Hey, now. That had to stop. They were beating him because they wanted to know where I was hiding, was my guess; and I couldn't let someone else get beaten up on my behalf.

"Sookie," said a voice right behind me.

The next instant a hand clapped across my mouth just as I was about to scream.

"Sorry," Eric whispered. "I should have thought of a better way to let you know I was here."

"Eric," I said, when I could speak. He could tell I was calmer, and he moved his hand. "We gotta save him."

"Why?"

Sometimes vampires just astound me. Well, people, too, but tonight it was a vampire.

"Because he's getting beaten for our sakes, and they're probably gonna kill him, and it'll be our fault!"

"They're robbing the store," Eric said, as if I were particularly dim. "They had a new vampire net, and they thought they'd try it out on me. They don't know it yet, but it didn't work. But they're just opportunistic scum."

"They're looking for us," I said furiously.

"Tell me," he whispered, and I did.

"Give me the shotgun," he said.

I kept a good grip on it. "You know how to use one of these things?"

"Probably as well as you." But he looked at it dubiously.
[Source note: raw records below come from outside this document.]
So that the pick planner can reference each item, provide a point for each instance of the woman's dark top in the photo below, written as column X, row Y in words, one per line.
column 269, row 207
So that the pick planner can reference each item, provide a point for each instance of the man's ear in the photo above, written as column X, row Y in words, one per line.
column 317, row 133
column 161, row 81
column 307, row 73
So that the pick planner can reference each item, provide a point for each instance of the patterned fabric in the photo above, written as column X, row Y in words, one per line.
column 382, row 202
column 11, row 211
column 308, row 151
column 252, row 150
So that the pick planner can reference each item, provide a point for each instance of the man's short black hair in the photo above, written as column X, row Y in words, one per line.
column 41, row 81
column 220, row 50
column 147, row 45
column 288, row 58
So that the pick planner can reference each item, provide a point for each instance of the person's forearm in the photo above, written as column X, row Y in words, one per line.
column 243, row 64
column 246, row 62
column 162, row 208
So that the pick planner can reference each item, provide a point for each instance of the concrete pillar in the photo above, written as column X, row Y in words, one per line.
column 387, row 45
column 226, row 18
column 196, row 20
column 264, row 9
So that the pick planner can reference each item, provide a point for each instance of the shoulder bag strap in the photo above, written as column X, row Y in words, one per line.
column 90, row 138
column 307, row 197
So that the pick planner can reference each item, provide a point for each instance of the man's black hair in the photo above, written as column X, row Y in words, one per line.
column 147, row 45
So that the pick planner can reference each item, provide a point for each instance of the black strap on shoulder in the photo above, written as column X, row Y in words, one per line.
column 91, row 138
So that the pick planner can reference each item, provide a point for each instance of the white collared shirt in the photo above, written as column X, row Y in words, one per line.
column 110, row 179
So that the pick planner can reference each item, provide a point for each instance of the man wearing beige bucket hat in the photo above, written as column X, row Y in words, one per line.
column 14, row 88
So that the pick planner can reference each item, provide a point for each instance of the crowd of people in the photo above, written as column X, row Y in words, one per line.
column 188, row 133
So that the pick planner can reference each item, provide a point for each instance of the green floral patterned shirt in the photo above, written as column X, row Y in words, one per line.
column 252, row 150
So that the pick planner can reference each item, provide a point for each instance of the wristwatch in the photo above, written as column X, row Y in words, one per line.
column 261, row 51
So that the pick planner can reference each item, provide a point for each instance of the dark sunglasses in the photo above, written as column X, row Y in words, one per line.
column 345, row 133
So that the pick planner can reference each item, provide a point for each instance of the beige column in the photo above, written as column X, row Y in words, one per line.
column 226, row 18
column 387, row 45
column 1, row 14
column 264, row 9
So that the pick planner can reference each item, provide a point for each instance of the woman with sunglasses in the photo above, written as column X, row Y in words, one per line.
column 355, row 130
"That's where you're wrong," I told him. Rather than have a prolonged argument while my new hero was getting internal injuries, I ran in a crouch around the ice machine, the propane gas rack, and through the front door into the store. The little bell over the door rang like crazy, and though with all the shouting they didn't seem to hear it, they sure paid attention when I fired a blast through the ceiling over their heads. Tiles, dust, and insulation rained down.

It almost knocked me flat-but not quite. I leveled the gun right on them. They were frozen. It was like playing Swing the Statue when I was little. But not quite. The poor pimply clerk had a bloody face, and I was sure his nose was broken, and some of his teeth knocked loose.

I felt a fine rage break out behind my eyes. "Let the young man go," I said clearly.

"You gonna shoot us, little lady?"

"You bet your ass I am," I said.

"And if she misses, I will get you," said Eric's voice, above and behind me. A big vampire makes great backup.

"The vampire got loose, Sonny." The speaker was a thinnish man with filthy hands and greasy boots.

"I see that," said Sonny, the heavier one. He was darker, too. The smaller man's head was covered with that no-color hair, the kind people call "brown" because they have to call it something.

The young clerk pulled himself up out of his pain and fear and came around the counter as fast as he could move. Mixed with the blood on his face was a lot of white powder from me shooting into the ceiling. He looked a sight.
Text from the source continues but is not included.